Last year Rob and some Batak friends--including pastors, choir directors and lay people with an interest in worshipmusic--launched a small quarterly publication by and for Batak church musicians. This is a devotional and educational tool which entertains the possibility of using Batak music in worship. It also covers more general music-in-worship concerns, offers a forum for discussion of issues like the associative meaning tension illustrated above and addresses questions from the readership about, for instance, choral festival criteria, choir rehearsal technique, and so forth.
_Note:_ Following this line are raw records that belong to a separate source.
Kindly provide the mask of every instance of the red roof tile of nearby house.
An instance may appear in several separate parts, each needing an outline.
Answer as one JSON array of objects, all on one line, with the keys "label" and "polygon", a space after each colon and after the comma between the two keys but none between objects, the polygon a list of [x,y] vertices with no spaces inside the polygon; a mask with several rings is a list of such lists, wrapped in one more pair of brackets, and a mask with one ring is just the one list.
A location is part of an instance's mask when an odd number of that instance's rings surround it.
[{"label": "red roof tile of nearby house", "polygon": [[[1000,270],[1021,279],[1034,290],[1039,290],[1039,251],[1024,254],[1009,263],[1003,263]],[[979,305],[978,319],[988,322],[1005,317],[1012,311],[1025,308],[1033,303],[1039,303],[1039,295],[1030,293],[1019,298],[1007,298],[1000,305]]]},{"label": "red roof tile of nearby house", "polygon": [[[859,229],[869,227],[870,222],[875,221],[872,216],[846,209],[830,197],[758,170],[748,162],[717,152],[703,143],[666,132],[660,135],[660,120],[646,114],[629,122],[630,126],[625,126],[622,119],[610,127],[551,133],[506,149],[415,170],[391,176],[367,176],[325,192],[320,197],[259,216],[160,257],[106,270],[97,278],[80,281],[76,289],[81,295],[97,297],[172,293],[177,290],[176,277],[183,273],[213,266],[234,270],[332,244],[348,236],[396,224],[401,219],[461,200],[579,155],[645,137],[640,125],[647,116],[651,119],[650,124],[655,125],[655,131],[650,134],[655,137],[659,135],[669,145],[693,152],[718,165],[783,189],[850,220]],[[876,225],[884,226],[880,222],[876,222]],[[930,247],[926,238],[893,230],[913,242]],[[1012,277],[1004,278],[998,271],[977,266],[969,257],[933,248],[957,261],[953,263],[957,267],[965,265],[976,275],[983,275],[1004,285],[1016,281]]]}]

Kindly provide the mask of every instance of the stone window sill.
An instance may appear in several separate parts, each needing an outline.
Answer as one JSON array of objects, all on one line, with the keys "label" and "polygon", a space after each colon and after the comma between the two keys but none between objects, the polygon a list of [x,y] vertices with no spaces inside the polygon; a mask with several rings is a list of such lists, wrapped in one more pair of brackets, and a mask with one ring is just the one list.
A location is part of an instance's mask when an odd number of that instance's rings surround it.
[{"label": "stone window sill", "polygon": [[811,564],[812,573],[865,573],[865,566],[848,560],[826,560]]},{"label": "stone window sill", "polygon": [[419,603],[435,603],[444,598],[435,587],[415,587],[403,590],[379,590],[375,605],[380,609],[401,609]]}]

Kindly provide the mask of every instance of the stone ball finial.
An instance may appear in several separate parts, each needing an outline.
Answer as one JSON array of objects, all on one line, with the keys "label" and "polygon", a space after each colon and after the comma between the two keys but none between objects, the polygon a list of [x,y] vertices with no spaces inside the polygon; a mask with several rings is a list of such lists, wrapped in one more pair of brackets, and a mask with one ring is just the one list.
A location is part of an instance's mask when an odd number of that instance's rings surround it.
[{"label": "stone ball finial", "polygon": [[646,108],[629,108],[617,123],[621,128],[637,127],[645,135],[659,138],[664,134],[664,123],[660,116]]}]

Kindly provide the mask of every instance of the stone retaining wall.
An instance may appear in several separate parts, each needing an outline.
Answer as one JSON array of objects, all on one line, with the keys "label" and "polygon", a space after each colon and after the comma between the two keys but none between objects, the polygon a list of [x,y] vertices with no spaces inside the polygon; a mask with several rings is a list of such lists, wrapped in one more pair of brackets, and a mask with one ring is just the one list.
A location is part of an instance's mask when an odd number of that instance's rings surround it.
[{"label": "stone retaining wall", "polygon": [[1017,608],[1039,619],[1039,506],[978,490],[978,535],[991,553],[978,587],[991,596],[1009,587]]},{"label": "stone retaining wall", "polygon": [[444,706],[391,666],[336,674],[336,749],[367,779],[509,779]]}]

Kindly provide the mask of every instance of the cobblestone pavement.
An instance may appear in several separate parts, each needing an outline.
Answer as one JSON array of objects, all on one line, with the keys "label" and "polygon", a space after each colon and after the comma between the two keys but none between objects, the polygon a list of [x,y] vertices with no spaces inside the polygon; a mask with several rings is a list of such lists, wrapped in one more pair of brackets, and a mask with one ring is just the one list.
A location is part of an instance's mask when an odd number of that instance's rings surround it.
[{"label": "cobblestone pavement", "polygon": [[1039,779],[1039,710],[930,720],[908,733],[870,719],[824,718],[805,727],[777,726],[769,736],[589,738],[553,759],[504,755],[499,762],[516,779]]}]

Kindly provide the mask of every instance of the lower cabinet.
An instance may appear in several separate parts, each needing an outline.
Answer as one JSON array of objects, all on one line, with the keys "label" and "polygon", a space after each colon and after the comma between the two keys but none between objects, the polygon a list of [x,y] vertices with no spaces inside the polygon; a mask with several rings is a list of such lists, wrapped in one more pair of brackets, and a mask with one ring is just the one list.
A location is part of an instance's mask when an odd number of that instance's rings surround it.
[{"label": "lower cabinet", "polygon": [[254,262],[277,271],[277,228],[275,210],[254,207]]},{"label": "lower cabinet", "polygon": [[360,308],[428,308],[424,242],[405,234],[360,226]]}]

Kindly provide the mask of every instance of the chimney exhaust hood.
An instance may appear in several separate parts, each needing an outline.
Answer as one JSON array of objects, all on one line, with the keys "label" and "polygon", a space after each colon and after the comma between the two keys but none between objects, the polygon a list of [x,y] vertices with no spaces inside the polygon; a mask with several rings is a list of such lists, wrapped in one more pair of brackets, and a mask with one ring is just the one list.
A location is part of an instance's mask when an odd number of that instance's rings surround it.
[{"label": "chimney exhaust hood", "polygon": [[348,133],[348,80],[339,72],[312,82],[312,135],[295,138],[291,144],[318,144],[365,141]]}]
The subscriber list stands at about 150 and response has ranged from curiosity to elation. (One chap wrote in and said, more or less, "I've been waiting for this magazine all my life!") We see this publication as groundwork for worship that is authentically Batak, flowing out of authentic repentance and renewal--both of which are desperately needed in the Batak church.

I realize it would be more than possible to read this and to say, "OK, but that's Rob's 'thing.' Nobody without his background is going to get that involved." It's true that this is his thing, both vocationally and avocationally. Does that mean, though, that only somebody with training in ethnomusicology is equipped to wrestle with these issues and fashion some sort of practical response? Not according to what we learned from a survey Rob conducted of OMF church planters across SE Asia last year. His stated goal was to create a picture of the situations in which the respondents are working and the particular problems they face with regard to church music. More specifically, he was out to ascertain whether and how an ethnomusicologist might be of help in equipping OMF missionaries and their national partners to wrestle with the issues surrounding the use of indigenous music in worship and witness.

The 78% return rate in itself indicated that the survey had hit on a live issue. We were heartened to find our colleagues, with and without background in Western music and none with specific training in ethnomusicology, wrestling energetically with ethnomusicological concerns as they work to proclaim the gospel in culturally relevant ways. The respondents, in turn, were clearly heartened that somebody had thought to ask. Many enclosed a letter when they returned the survey, expanding on their answers to the four pages of questions, expressing their own feelings about the challenges they are facing, and asking for advice. These people are "doing" ethnomusicology.

The second half of the survey story is that, after looking over the recommendations Rob made based on the data from the surveys, OMF leadership agrees that there are "hot spots" where outside, trained help could be a great boon toward the sensitive handling of music issues and the practical aspects of encouraging indigenous music use by the local church. With this in mind, OMF has recently begun working in cooperation with Prairie Bible Institute to establish a program through which Prairie ethnomusicology students can be placed for short term work with OMFers serving in Asia. We hope summer of 1996 will see at least one Prairie ethnomusicology student placed with church planters in a strategic area in the Philippines.

This student will find herself working in an area deeply resistant to the Good News, as well as to the westernization that marks much of Asia in the twentieth century. The missionaries with whom she will be working have taken a close look at the music of the people they are there to reach. They've observed that the traditional music is largely "proclamational" and thus well-suited to evangelism and teaching. And they note one particular style of song reserved exclusively for passing along news. Might this be the perfect vehicle for the News most worth passing along? What would be involved in creating a song in this style to tell the news about God's Son Jesus?

The Prairie student is in for the hands-on experience of her life; the missionaries stand to gain some valuable assistance; but what this is really all about is the glory of God.

And that's the bottom line--not indigenous music, but the glory of God. God is glorified when He receives the authentic response of our deepest being. That's the music we want to encourage each other to make in anticipation of an exuberantly multicultural heaven where the glory of God will be the one light by which we see each other's faces and the one song of every heart.